# Upload mangrove canopy height to GCS and as an asset to GEE

This notebook gets mangrove extent data, uploads to GCS, and creates an earth engine image collection asset.  
These are the steps:  
* We first need to create a single tiff per year of mangrove extent data.
* We then upload the tiffs to GCS.
* We then create an earthengine image collection asset.
* We then upload each image as an asset to GEE.
* Finally make the data also publicly available in Zenodo.

## Setup

In [1]:
import os
from pathlib import Path
import urllib.parse
import geemap
import ee
import tarfile

%run utils.ipynb

In [2]:
# Trigger the authentication flow.
ee.Authenticate()

# Initialize the library.
ee.Initialize()


Successfully saved authorization token.


### Set Cloud credentials (could be done through and env file)

In [4]:
# WARNING: Don't forget to auth to google cloud platform
# gcloud auth application-default login --no-launch-browser --project=mangrove-atlas-246414

### Set Variables for GCS and GEE

In [3]:
#  FIXME: This will depends from where the notebook kernel is running so be careful
WORK_DIR =Path(os.getcwd())
BASE_DIR = f'{WORK_DIR.parents[3]}/datasets'

# @TODO: Add expected data files source as an environment variable.
assert BASE_DIR == '/home/jovyan/work/datasets', f'{BASE_DIR} is not the correct directory'

# variables
data_version = 'v3'
dataset = 'mangrove_canopy_height'

# Set the Google Cloud params
gc_project_id = "mangrove-atlas-246414"
gcs_bucket = f'mangrove_atlas'
gcs_prefix = f"gs://{gcs_bucket}"

# raw data source
raw_dataset_name = 'hchm_mng_gmw_v3_tif.tar.gz'
cgs_parent_folder = 'mangrove-properties'
base_source_data_url = f'https://www.dropbox.com/sh/ruk6m9btrkqb73b/AAC8lWSe7nOfDGzrapMR_uqRa?dl=0'
gcs_source_data_url = f'{gcs_prefix}/{cgs_parent_folder}/{raw_dataset_name}'

raw_local_folder = Path(f'{BASE_DIR}/raw/{dataset}')
raw_local_folder.mkdir(parents=True, exist_ok=True)

# Image Collection Information
data_year_range = [1996, 2007, 2008, 2009, 2010, 2015, 2016, 2017, 2018, 2019, 2020]
ee_image_collection = f'projects/global-mangrove-watch/mangrove-properties/{dataset}-{data_version}'

no_data_values = [0]
pyramiding = 'MEAN'


In [4]:
description = f"""
## Methodology

This dataset characterizes the global distribution, biomass, and canopy height of mangrove-forested wetlands based on remotely sensed and in situ field measurement data. 
Estimates of maximum canopy height (height of the tallest tree) for the nominal year 2000 were derived across a 30-meter resolution global mangrove ecotype extent map using remotely-sensed 
canopy height measurements and region-specific allometric models. Also provided are (4) in situ field measurement data for selected sites across a wide variety of forest 
structures (e.g., scrub, fringe, riverine and basin) in mangrove ecotypes of the global equatorial region. Within designated plots, selected trees were identified to 
species and diameter at breast height (DBH) and tree height was measured using a laser rangefinder or clinometer. Tree density (the number of stems) can be estimated for 
each plot and expressed per unit area. These data were used to derive plot-level allometry among AGB, basal area weighted height (Hba), and maximum canopy height (Hmax) 
and to validate the remotely sensed estimates.  

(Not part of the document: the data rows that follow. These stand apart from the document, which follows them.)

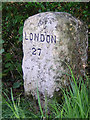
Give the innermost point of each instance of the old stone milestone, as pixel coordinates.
(49, 40)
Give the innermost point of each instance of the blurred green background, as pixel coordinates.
(13, 16)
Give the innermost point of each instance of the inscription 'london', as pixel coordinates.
(40, 37)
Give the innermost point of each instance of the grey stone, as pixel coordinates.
(49, 40)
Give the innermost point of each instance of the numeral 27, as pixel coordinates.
(34, 51)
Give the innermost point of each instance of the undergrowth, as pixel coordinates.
(74, 105)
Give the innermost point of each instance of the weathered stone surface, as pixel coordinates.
(48, 39)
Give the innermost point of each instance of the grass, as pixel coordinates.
(74, 105)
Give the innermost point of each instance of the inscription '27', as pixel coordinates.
(36, 51)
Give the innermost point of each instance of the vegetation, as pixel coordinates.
(75, 99)
(14, 105)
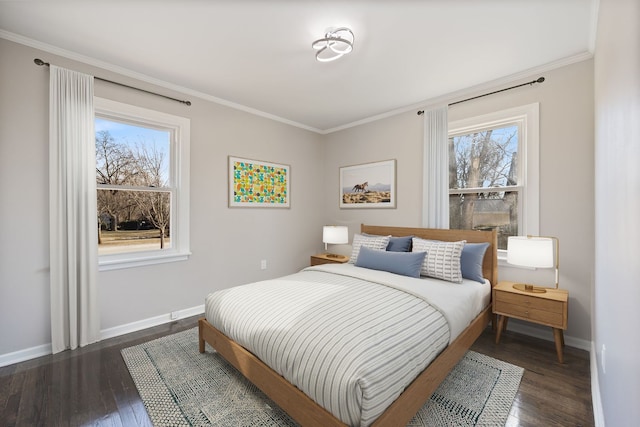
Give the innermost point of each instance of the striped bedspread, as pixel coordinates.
(351, 343)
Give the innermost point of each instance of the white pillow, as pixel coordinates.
(442, 260)
(378, 243)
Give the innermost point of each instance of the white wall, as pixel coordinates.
(617, 228)
(227, 244)
(566, 176)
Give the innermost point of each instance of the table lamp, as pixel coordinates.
(533, 252)
(335, 235)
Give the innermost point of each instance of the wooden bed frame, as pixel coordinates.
(308, 413)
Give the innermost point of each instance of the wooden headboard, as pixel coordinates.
(490, 262)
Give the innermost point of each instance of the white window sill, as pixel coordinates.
(106, 263)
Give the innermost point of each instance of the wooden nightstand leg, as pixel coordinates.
(559, 338)
(502, 322)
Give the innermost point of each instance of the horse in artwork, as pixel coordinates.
(360, 187)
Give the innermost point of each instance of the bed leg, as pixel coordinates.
(201, 343)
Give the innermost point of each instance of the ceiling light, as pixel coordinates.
(335, 43)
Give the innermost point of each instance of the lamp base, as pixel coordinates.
(529, 288)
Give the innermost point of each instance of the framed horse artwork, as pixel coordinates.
(368, 185)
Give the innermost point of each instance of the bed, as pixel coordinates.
(277, 379)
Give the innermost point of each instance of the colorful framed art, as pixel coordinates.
(369, 185)
(258, 184)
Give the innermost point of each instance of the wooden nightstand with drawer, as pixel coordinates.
(549, 308)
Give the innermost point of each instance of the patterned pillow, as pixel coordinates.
(442, 260)
(372, 242)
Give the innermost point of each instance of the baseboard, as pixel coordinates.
(116, 331)
(45, 349)
(598, 414)
(26, 354)
(547, 334)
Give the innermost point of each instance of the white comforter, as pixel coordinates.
(352, 339)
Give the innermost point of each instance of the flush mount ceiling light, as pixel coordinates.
(335, 43)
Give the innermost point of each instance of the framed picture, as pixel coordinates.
(257, 184)
(370, 185)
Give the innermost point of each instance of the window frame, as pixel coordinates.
(527, 118)
(179, 129)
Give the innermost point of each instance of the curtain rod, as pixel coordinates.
(39, 61)
(538, 80)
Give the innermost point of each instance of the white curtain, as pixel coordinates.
(75, 319)
(435, 188)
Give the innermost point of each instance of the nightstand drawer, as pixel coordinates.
(550, 318)
(529, 301)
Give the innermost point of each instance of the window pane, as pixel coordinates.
(132, 221)
(484, 159)
(131, 155)
(486, 211)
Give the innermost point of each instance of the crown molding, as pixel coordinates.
(148, 79)
(425, 104)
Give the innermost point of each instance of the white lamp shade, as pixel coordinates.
(533, 252)
(335, 234)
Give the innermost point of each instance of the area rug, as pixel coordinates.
(182, 387)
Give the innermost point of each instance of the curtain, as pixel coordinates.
(73, 237)
(435, 188)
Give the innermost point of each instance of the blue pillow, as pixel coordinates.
(399, 244)
(405, 263)
(471, 261)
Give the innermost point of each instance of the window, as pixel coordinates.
(493, 173)
(142, 177)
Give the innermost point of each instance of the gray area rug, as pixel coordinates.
(182, 387)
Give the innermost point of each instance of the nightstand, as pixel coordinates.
(328, 259)
(549, 309)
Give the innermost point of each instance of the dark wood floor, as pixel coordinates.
(92, 387)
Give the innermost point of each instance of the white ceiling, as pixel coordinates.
(257, 55)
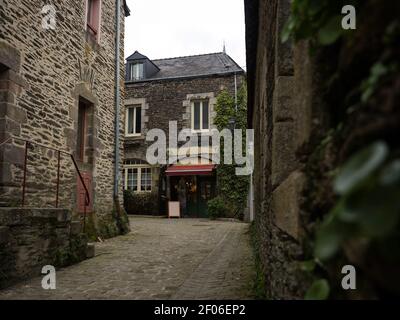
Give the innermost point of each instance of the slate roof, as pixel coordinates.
(192, 66)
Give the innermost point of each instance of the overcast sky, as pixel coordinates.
(173, 28)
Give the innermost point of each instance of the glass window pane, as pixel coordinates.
(130, 120)
(140, 67)
(138, 119)
(145, 179)
(205, 122)
(196, 116)
(132, 179)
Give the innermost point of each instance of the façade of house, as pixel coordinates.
(185, 90)
(58, 106)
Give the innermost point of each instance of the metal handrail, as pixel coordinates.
(27, 143)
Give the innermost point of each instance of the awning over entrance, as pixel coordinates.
(190, 170)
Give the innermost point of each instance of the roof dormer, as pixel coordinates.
(139, 67)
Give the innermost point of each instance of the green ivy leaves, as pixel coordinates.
(369, 204)
(319, 290)
(319, 20)
(358, 168)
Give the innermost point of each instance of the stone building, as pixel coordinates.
(302, 107)
(280, 86)
(58, 105)
(184, 90)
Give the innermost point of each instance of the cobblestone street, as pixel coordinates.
(159, 259)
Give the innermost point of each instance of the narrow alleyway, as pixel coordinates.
(159, 259)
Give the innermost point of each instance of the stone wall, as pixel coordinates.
(283, 95)
(169, 100)
(44, 73)
(33, 238)
(309, 118)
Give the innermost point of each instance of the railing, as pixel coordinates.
(59, 153)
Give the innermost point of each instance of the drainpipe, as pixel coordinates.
(235, 93)
(117, 96)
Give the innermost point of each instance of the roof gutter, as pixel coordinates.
(240, 72)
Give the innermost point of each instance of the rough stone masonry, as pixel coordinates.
(47, 76)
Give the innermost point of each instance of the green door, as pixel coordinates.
(205, 193)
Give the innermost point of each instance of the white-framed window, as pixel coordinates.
(133, 120)
(137, 178)
(200, 115)
(137, 71)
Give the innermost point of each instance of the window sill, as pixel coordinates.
(205, 132)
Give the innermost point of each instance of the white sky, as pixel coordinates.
(173, 28)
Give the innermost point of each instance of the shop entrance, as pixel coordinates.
(193, 193)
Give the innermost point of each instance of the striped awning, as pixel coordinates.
(190, 170)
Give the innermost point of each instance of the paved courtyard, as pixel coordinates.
(158, 259)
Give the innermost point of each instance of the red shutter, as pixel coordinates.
(87, 178)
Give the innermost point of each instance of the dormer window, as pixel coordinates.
(137, 71)
(93, 10)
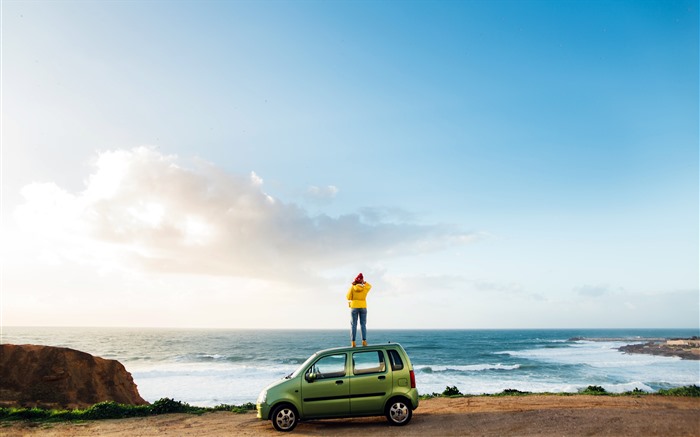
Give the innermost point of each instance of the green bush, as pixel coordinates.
(512, 392)
(692, 391)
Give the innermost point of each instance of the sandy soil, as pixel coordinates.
(534, 415)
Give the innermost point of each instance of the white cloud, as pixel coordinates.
(142, 208)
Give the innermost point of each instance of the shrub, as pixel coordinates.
(512, 392)
(690, 391)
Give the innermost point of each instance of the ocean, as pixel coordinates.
(209, 367)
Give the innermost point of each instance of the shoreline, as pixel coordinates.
(531, 415)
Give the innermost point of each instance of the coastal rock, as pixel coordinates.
(686, 349)
(56, 377)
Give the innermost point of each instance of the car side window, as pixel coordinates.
(395, 359)
(332, 366)
(368, 362)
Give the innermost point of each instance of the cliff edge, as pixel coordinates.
(61, 378)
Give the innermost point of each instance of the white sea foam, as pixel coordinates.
(466, 368)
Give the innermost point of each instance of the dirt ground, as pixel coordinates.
(533, 415)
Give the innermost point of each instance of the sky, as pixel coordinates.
(235, 164)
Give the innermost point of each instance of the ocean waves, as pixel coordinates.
(212, 367)
(466, 368)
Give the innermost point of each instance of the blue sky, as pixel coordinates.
(502, 164)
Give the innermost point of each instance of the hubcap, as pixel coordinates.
(285, 418)
(398, 412)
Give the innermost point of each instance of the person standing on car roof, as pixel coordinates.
(357, 300)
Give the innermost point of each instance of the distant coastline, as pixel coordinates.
(684, 348)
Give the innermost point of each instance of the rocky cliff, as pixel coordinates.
(56, 377)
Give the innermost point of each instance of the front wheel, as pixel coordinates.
(398, 412)
(285, 418)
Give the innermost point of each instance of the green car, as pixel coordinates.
(344, 382)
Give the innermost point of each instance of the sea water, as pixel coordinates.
(210, 367)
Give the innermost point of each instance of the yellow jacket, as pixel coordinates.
(357, 295)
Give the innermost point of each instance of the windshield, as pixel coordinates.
(301, 368)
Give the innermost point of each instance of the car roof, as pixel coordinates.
(360, 348)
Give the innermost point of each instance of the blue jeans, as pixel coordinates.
(362, 313)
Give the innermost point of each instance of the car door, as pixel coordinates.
(325, 389)
(370, 383)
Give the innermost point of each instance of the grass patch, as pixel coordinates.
(113, 410)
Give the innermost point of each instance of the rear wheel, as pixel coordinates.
(398, 412)
(284, 418)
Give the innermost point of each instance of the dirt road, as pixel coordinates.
(533, 415)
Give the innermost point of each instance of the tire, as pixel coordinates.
(398, 412)
(284, 418)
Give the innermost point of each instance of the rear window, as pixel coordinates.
(395, 360)
(368, 362)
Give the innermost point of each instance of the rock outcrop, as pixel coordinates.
(62, 378)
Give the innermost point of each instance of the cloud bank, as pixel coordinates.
(143, 208)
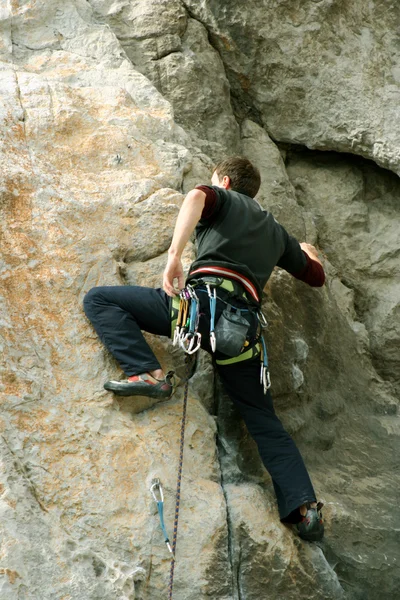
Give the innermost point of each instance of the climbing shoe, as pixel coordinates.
(311, 527)
(142, 385)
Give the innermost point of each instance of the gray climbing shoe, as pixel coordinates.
(142, 385)
(311, 527)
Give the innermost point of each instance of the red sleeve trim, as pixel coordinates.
(210, 201)
(313, 273)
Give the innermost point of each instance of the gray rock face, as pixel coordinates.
(319, 73)
(356, 211)
(110, 111)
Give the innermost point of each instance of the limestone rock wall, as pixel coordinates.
(110, 111)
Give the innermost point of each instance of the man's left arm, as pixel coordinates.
(188, 217)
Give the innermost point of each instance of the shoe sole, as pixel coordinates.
(135, 390)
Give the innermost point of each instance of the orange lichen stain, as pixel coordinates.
(12, 503)
(16, 199)
(37, 421)
(12, 575)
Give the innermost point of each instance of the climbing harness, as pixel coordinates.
(158, 495)
(229, 334)
(185, 317)
(213, 307)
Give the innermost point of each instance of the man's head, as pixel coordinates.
(237, 174)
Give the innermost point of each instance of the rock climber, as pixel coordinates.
(238, 246)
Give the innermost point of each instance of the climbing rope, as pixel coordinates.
(188, 360)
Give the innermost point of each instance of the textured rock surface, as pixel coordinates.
(323, 73)
(110, 111)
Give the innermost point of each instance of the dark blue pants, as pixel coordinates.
(120, 313)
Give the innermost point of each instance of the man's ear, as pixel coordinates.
(226, 182)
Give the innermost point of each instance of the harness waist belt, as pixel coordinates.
(248, 286)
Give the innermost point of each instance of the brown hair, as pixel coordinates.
(245, 177)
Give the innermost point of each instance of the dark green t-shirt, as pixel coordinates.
(241, 236)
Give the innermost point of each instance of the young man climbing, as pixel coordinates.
(238, 246)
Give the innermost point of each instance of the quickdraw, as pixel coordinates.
(212, 295)
(159, 500)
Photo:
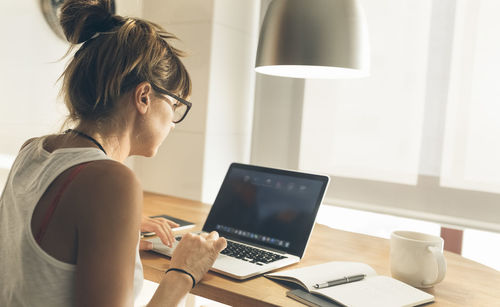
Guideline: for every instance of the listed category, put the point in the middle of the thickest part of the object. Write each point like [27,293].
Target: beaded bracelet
[182,271]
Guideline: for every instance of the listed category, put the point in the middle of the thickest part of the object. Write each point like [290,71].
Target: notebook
[267,216]
[370,290]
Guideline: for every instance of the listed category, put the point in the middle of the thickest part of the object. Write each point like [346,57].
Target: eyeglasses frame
[181,100]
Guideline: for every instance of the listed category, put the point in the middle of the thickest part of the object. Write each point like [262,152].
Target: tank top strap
[53,205]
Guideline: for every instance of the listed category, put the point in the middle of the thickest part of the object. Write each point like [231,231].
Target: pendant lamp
[314,39]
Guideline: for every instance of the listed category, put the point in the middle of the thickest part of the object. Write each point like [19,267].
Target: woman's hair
[117,54]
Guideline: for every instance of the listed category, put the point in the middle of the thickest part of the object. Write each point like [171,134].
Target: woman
[71,212]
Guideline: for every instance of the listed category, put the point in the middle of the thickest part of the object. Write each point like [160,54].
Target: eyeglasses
[180,109]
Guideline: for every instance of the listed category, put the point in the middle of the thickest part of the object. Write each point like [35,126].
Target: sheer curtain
[420,137]
[471,152]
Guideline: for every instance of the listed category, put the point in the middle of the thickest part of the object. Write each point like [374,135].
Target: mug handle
[438,255]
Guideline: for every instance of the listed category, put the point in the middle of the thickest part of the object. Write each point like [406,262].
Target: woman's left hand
[161,226]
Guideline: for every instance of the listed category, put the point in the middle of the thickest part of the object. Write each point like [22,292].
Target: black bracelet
[182,271]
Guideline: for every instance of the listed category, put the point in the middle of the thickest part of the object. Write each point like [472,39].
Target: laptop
[267,216]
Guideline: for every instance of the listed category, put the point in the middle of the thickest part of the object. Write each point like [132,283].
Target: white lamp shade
[314,39]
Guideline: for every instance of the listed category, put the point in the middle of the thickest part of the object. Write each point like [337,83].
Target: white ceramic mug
[417,258]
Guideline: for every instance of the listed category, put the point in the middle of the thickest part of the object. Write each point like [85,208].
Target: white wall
[29,55]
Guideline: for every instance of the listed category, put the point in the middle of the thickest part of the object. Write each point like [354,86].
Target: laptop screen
[268,207]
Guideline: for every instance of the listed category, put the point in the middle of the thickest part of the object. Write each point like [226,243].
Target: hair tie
[182,271]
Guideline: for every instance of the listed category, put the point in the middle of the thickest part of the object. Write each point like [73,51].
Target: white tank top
[28,275]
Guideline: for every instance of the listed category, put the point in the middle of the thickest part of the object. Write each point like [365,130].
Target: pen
[339,281]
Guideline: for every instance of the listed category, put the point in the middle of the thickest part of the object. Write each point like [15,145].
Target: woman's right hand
[197,253]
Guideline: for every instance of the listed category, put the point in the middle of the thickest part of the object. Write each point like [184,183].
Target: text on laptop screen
[272,208]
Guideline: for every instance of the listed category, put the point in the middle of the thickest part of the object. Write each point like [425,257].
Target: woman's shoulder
[106,185]
[109,175]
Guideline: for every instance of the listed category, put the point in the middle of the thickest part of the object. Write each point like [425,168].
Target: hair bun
[82,19]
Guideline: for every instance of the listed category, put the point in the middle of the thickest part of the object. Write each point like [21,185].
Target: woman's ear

Spatially explicit maps of mangrove canopy height and AGB derived from space-borne remote sensing data and in situ measurements can be used to assess local-scale 
geophysical and environmental conditions that may regulate forest structure and carbon cycle dynamics. Maps revealed a wide range of canopy heights, including maximum 
values (> 62 m) that surpass maximum heights of other forest types.  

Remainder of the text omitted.